Tradeoffs in Automation

Releasing software, to this day, is often a manual task. Scripts may be involved, but we still depend on human orchestration. Knowledge often remains locked away in individual minds. This is disastrous for many reasons. Even if we remember everything, each time we repeat a task there will be slight variations. After a few days, let alone months or years, we’ll forget most of what’s necessary and be left to re-invent what we need to do.

Fortunately, we have fantastic practices and tools to move from highly manual, to entirely automated. Unfortunately, many people see these as insurmountable barriers. And, even when we talk about some of the tools involved, like Puppet for managing the configuration of a server, I often hear: “If you have 2 or 3 servers, it’s not worth it.” I usually hear this from those who manage many servers, so perhaps there’s legitimate bias as to the typical challenges they face that leads to that conclusion. But, take a boutique consulting firm with small scale deployments. They likely have numerous applications in a diverse set of environments. In this case it’s not the number of servers that matter.

Additionally, many steer clear of automation because they primarily hear people talking about these tools in the context of a large scale application deployment where manually configuring servers just isn’t feasible. For example, deploying updates to facebook may need to support rolling updates without any downtime. But, take a boutique consulting firm, they likely have many apps that can be taken offline for updates. Instead of being scared away by the typical baggage of rolling updates, with no downtime, we should step back and look at the challenges that spur the use of these tools to decide when they are appropriate, or not. If we do this, I think we’d see many more organizations adopting and reaping the benefits of automation.

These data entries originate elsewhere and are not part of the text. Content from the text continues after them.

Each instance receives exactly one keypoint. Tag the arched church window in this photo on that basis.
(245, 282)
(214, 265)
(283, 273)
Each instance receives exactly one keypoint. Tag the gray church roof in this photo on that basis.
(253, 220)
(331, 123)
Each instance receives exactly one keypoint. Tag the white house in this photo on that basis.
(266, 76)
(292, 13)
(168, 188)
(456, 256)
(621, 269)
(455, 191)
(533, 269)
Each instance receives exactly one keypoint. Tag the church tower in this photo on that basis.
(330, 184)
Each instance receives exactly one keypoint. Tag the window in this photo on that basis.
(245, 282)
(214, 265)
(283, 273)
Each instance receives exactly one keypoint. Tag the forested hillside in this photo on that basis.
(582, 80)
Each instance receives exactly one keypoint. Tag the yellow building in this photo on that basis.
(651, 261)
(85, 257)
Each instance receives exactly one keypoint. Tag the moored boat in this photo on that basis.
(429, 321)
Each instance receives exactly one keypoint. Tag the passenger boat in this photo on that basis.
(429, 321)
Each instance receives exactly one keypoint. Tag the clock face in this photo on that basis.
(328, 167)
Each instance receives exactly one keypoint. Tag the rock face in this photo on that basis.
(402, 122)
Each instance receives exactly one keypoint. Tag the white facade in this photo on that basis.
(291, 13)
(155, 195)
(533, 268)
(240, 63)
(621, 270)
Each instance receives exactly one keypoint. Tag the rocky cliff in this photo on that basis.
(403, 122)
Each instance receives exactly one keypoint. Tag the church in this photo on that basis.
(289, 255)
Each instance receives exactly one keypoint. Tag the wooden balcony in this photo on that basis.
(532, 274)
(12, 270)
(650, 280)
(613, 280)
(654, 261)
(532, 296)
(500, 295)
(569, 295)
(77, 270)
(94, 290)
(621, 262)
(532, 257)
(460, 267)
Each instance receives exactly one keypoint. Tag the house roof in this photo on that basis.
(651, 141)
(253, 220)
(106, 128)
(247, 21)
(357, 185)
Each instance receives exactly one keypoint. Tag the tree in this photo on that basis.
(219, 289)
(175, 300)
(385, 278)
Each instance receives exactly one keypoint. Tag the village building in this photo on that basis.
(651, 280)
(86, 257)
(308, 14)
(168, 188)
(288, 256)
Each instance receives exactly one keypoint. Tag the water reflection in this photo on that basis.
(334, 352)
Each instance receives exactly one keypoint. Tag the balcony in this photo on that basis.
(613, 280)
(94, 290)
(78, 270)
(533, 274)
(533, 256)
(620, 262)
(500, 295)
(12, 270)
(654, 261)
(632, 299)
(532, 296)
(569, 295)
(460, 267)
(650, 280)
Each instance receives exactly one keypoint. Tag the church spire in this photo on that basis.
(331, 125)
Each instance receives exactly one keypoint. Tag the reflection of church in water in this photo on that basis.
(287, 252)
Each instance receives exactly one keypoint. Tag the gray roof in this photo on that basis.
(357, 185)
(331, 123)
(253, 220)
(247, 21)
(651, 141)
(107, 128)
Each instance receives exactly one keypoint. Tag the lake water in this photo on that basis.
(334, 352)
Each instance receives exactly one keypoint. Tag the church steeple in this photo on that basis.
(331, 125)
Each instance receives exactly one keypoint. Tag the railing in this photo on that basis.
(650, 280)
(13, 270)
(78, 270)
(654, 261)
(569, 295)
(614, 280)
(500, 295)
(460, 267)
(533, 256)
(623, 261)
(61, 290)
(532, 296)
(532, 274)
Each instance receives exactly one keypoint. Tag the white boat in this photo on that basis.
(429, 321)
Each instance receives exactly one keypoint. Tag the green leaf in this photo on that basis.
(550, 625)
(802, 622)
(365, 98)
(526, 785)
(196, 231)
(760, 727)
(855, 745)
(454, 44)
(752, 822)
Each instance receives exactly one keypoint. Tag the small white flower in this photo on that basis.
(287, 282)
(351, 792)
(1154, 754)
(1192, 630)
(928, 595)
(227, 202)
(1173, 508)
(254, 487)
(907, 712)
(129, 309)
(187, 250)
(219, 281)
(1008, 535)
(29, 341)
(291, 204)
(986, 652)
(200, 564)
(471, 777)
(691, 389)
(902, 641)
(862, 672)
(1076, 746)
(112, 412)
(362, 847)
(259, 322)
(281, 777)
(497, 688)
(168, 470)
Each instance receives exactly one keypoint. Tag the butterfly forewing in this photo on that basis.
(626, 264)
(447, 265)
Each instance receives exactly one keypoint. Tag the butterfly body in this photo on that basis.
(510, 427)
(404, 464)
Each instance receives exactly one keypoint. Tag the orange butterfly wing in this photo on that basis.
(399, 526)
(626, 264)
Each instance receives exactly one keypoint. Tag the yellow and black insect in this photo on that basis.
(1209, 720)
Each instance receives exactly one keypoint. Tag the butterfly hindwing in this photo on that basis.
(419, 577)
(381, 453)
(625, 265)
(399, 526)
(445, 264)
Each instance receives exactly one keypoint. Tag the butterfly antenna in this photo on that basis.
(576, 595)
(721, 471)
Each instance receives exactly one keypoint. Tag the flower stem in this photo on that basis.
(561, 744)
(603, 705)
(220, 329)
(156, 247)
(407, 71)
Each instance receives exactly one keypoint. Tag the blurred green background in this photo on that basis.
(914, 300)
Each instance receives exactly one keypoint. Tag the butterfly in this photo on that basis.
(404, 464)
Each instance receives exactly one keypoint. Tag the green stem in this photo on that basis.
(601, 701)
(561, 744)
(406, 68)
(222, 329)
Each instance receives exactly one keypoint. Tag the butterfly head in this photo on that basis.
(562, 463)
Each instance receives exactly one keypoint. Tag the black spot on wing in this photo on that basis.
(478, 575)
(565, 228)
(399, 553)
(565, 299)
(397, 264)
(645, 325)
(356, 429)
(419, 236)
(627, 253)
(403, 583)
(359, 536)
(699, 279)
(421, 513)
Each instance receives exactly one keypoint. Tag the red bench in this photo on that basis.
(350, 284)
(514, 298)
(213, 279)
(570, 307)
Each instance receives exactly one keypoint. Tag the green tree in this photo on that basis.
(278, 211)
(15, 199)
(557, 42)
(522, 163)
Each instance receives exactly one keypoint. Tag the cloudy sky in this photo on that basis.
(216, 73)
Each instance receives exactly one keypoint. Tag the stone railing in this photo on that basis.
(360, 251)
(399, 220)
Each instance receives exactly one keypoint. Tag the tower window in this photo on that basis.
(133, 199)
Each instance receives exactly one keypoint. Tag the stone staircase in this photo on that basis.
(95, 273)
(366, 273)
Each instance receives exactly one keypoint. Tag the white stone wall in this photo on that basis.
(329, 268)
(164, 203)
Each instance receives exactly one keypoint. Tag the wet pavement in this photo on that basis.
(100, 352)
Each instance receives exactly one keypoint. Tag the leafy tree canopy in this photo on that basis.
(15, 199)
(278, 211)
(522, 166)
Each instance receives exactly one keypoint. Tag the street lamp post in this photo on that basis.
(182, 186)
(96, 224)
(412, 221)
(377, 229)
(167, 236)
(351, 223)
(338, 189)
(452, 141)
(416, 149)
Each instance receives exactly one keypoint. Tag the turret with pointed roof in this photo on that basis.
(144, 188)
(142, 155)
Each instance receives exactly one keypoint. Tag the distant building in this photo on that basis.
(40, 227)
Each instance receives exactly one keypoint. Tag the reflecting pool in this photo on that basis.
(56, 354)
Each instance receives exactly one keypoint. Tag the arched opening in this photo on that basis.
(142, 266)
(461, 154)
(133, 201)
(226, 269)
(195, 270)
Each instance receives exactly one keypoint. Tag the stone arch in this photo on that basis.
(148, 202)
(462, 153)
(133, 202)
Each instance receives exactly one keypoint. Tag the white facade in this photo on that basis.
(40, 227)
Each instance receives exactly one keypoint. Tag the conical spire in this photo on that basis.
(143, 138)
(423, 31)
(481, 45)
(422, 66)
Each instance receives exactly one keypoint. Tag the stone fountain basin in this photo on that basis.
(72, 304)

The real conundrum for many is to mitigate the problems with manual orchestration. And, are those challenges significant enough to justify automation. Typically, when we get burned by manual orchestration, we turn to documentation or better documentation. We’ve all seen the word document, or README, often housed in some obscure location. If we’re lucky, it was accurate when it was first written. Many implicit assumptions go into these documents based on who the author intended the document for. If it was for himself, likely there’s much left unsaid. Who enjoys writing down the things they think everyone should know? Furthermore, there’s no way to know if the instructions are accurate, short of reading through them and trying them out by hand. Naturally, these become outdated quickly. They usually only get updated when we get burned and someone cracks the whip. Which is always too late.

So when we fear new practices and tools, this is about all we’re left with. So, what benefits do we have to look forward to if we adopt automation? We can align incentives with automation by only allowing automated releases. Don’t allow people to manually release software, do this culturally or restrict access if necessary. In this case, the automation has to work. It serves as documentation that’s always up to date.

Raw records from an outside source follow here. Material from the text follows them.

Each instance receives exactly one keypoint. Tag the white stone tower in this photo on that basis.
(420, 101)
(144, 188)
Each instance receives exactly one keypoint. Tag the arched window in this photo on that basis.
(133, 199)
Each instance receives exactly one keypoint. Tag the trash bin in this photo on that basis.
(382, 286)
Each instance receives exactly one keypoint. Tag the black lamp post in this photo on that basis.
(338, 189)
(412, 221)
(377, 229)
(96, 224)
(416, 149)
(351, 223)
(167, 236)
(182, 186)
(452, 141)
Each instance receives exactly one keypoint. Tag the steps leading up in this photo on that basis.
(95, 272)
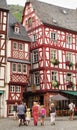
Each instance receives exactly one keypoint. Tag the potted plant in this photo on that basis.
(69, 63)
(55, 83)
(54, 61)
(70, 84)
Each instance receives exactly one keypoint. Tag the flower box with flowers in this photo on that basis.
(54, 61)
(70, 84)
(55, 83)
(69, 63)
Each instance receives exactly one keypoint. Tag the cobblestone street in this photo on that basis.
(62, 123)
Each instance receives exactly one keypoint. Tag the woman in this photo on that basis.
(35, 113)
(52, 113)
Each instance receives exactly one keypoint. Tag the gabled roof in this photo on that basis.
(17, 36)
(55, 15)
(3, 5)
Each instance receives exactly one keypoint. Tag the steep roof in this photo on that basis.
(11, 34)
(55, 15)
(3, 5)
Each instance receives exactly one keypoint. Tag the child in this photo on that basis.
(28, 116)
(42, 114)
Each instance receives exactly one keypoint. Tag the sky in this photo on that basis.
(64, 3)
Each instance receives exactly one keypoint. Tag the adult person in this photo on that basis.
(35, 113)
(21, 113)
(52, 113)
(71, 110)
(15, 110)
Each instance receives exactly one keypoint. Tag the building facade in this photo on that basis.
(38, 57)
(53, 50)
(14, 60)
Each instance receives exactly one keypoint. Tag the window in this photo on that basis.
(69, 39)
(35, 56)
(15, 45)
(34, 37)
(53, 54)
(36, 78)
(17, 29)
(19, 68)
(24, 68)
(76, 58)
(53, 36)
(12, 88)
(68, 56)
(18, 89)
(29, 22)
(54, 75)
(14, 67)
(20, 46)
(69, 77)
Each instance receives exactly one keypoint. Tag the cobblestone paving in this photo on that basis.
(62, 123)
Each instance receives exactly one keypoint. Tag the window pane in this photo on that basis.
(19, 67)
(15, 45)
(24, 68)
(35, 56)
(20, 46)
(14, 67)
(18, 89)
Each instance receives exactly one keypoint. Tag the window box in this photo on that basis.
(54, 61)
(55, 83)
(70, 84)
(69, 63)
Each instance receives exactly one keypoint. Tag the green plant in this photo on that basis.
(55, 83)
(54, 61)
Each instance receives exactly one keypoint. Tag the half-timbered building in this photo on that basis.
(14, 60)
(3, 49)
(53, 50)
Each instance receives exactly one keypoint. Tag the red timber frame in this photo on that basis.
(44, 44)
(3, 40)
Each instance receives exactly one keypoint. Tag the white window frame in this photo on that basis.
(35, 56)
(53, 36)
(18, 89)
(69, 77)
(17, 29)
(53, 54)
(12, 88)
(19, 67)
(68, 56)
(76, 58)
(15, 45)
(14, 67)
(24, 68)
(69, 39)
(36, 78)
(54, 75)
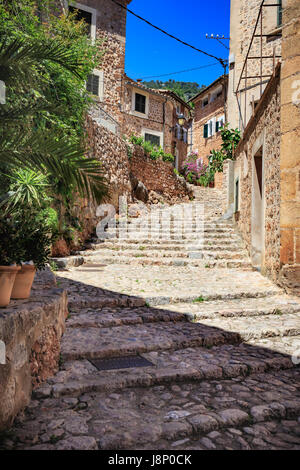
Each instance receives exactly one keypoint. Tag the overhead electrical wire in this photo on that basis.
(219, 59)
(180, 71)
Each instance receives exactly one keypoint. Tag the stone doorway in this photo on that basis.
(257, 225)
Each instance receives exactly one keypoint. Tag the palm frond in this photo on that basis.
(18, 58)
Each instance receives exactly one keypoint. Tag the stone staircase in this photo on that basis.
(221, 341)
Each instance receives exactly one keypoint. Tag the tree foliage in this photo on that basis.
(45, 59)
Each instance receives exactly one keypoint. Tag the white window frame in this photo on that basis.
(156, 133)
(219, 120)
(93, 11)
(211, 127)
(133, 111)
(100, 74)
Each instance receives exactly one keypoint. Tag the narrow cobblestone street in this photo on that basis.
(219, 336)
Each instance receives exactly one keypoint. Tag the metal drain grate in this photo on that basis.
(125, 362)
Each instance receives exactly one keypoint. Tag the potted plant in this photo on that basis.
(10, 254)
(35, 243)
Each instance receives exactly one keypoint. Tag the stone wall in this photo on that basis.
(214, 109)
(158, 176)
(31, 331)
(111, 150)
(262, 130)
(219, 177)
(243, 17)
(162, 117)
(290, 142)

Assumptions are explicit. Because everything necessary to execute the release is automated, we can avoid forgetting as months and years pass. Anyone can learn what’s necessary by executing the automation. There are even tools that allow us to spin up virtual test environments. We can use these to test the automation and confidently make changes. We can orchestrate end to end testing of the result. These scripts can be versioned, like our software, so we always know why a change was made and we can see the evolution of changes.

What are the drawbacks? Well, with automation we have to learn new practices, the principles behind them and tools to make it possible. But, how much of a learning curve is this? We already have to execute all these steps manually. How challenging is it for developers, ops and other roles to develop some software for themselves? Given the alternative, manual documentation that almost always fails, which approach seems reasonable? Even if you only manage two or three servers, what would it save to automate the management of those servers?

Perhaps most frightening, if we stay in the world of manual, we rarely leverage automated testing on any level. We find out about problems very late in the process. We don’t have much confidence in what we do. We don’t have a very deep understanding of the decisions we make in developing software and how those impact the environment we host in, and when to make tradeoffs. We don’t know what it’s like to develop in an environment with minimal differences from the environment our users rely on. We can’t break free of the shackles of traditional development patterns, for example, manual database migrations. There’s so much we give up. We’re at a point where we can’t justify doing much manually. The learning curve of automation is minute in comparison.